Spark: beyond Hadoop MapReduce 07/19 Update SLTechnology News&Howtos

Spark: beyond Hadoop MapReduce

2025-07-19 Update From: SLTechnology News&Howtos shulou NAV: SLTechnology News&Howtos > Internet Technology >

Shulou(Shulou.com)06/03 Report--

Introduction: like Hadoop, Spark provides a Map/Reduce API (distributed Computing) and distributed storage. The main difference between the two is that Spark stores data in the memory of the cluster, while Hadoop stores data on the disk of the cluster.

This article is selected from "SparkGraphX actual combat".

Big data is a major challenge for some data science teams because the stand-alone does not have the capacity and capacity to run large-scale data processing in terms of the required scalability. In addition, even systems specially designed for big data, such as Hadoop, are difficult to deal with graph data effectively because of the attribute problems of some data, which we will see in other parts of this chapter.

Apache Spark is similar to Hadoop in that data is distributed and stored on clusters or "nodes" of servers. The difference is that Spark stores data in memory (RAM) and Hadoop stores data in disk (mechanical hard drive or SSD solid state drive).

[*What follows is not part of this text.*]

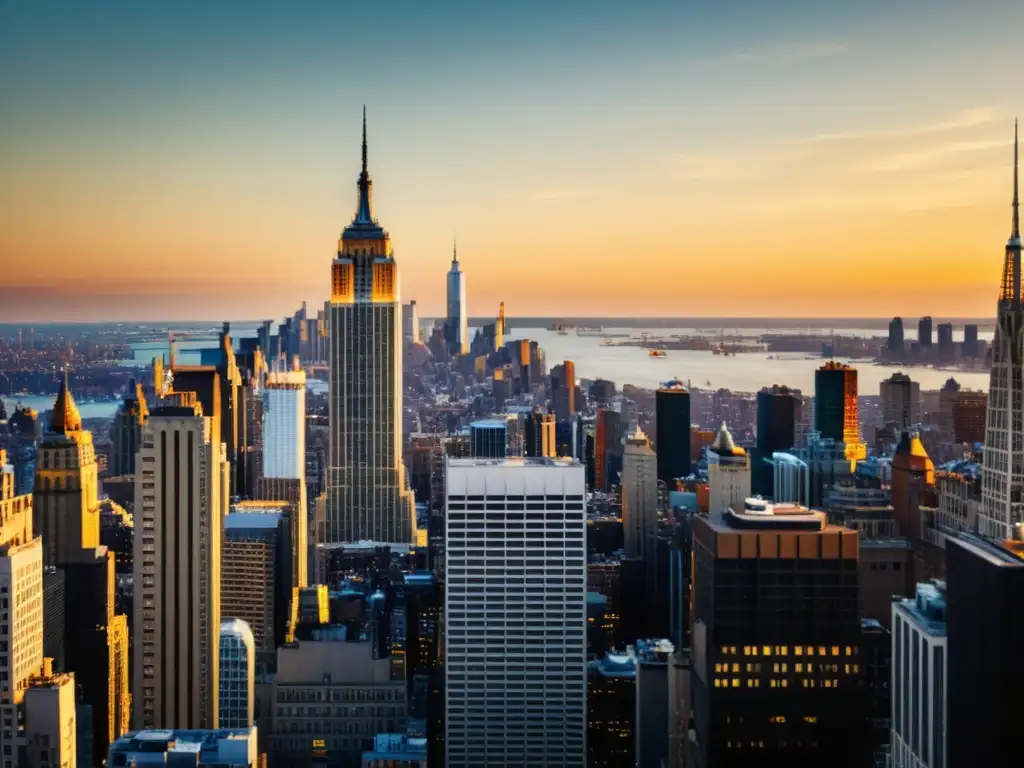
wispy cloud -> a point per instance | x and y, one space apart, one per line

Definition: in terms of diagrams and cluster computing, the word "node" has two distinct meanings. The graph data consists of vertices and edges, where the meaning of "node" is similar to that of vertices. In terms of cluster computing, the physical machines that make up the cluster are also called "nodes". To avoid confusion, we call the nodes of the graph vertices, which is also a proper noun in Spark. The word "node" in this book is strictly defined as a single physical computing node in the cluster.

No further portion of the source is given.